Torah tidbits

Lead Tidbit
K'doshim in Holocaust Terms

Yom HaSho'a V'haG'vura is usually on 27 Nissan. Because that is Friday this year, the official commemoration of Yom HaSho'a is pulled back to Wednesday night and Thursday. In a different way of looking at things, the Holocaust is still recent enough, and we all know survivors, or are survivors, or their children or grandchildren— to make every day, Yom HaSho'a.
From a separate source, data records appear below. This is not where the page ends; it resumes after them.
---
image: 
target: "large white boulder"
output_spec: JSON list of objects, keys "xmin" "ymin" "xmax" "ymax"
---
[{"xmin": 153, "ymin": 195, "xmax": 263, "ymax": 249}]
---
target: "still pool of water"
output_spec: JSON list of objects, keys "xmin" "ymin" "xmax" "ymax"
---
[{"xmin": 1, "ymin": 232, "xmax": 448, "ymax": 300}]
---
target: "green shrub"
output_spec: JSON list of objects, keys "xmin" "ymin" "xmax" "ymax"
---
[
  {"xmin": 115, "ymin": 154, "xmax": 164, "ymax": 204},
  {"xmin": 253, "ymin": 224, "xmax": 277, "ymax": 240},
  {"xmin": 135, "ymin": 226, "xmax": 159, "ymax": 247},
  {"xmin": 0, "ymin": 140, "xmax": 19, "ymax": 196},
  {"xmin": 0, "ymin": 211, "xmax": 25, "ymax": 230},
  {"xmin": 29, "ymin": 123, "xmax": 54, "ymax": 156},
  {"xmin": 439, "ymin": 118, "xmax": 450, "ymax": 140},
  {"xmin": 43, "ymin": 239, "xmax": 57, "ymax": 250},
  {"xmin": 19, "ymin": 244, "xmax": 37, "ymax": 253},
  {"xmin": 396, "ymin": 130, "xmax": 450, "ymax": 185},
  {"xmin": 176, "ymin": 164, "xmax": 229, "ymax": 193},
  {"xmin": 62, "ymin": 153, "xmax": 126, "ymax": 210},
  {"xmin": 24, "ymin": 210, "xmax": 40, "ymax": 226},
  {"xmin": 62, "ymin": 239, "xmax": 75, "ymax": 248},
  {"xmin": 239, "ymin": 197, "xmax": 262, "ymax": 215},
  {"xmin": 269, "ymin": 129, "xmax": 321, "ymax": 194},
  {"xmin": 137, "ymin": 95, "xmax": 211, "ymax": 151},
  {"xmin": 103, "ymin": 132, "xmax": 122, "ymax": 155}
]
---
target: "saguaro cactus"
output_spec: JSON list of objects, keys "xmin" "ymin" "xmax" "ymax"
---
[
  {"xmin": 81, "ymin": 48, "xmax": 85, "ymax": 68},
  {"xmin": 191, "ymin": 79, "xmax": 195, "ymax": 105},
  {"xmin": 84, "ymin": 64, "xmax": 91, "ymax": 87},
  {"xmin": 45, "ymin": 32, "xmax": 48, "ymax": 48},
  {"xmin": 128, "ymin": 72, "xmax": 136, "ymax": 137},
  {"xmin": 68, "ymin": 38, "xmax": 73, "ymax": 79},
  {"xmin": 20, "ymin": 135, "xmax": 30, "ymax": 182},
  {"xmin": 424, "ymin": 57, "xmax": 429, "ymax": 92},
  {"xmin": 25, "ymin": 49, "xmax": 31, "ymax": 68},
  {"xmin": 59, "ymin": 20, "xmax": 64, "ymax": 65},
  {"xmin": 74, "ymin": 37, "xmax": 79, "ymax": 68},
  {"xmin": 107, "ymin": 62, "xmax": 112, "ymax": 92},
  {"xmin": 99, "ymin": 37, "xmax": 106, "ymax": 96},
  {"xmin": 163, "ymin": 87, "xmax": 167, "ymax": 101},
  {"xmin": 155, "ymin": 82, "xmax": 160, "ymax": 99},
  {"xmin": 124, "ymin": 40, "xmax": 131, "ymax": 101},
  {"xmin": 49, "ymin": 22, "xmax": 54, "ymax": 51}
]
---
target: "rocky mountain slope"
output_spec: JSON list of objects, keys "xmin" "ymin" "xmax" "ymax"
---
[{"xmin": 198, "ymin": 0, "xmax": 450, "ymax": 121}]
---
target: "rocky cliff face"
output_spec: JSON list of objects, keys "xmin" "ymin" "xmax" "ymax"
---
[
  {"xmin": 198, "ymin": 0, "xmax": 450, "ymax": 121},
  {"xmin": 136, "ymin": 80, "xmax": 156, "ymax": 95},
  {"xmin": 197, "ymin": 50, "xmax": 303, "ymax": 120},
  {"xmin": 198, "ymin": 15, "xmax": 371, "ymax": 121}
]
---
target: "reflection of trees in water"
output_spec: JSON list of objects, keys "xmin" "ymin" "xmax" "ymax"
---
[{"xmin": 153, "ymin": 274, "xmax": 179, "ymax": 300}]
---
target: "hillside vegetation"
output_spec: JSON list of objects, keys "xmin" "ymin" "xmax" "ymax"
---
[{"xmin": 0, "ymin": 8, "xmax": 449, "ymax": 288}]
The term K'doshim is applied to people who died sanctifying G-d's name, and this includes any Jew who died because he was a Jew. All victims of the Holocaust are K'doshim. But let's apply the term K'doshim - in the context of this week's sedra - to people who behaved in such a way, during the most terrible of dark times for the Jewish people, that we can see their superhuman efforts to strive for holiness, when they had ample reason to abandon that quest... and a lot more.

Rabbi Ephraim Oshry z"l was a rav in the Kovno ghetto. He survived the Holocaust and published many Sh'eilot & T'shuvot from those terrifying years, and stories of a spiritual heroism that gives us a glimpse as to what it means to be part of G-d's "Kingdom of Kohanim and Holy Nation".

These are some of the people who show us what K'doshim Tih-yu means:
The Jews of a forced labor detail who slaved from pre-dawn too dark and asked for halachic permission to put T'filin on at night - at great risk to their lives. The Jew who repeatedly smuggled flour into the ghetto and was mercilessly beaten when caught, who did Hatarat Nedarim to be able to soften his matza with water since all his teeth had been kicked in by the Nazi guards. The Jews who asked if they could make a Sukka with lumber stolen from a German workstation, rather than asking to be excused from Sukka under the circumstances. Jews who risked their lives to save others, to maintain some semblance of religious practice in the most difficult of circumstances. These are our K'doshim and our inspirations.

Rabbi Oshry's full work contains hundreds of Responsa from the ghetto prior to and during the Holocaust. Each question is a testament to the remark- able character of the individual Jew and the Jewish People, who would not abandon their belief, faith, and commitment to G-d, no matter what was happening to them.

This does not at all negate the status of K'doshim of any victims of the Sho'ah who behaved differently. But the point of this Lead Tidbit was to link Yom HaSho'a with Parshat K'doshim, because they are juxtaposed this year.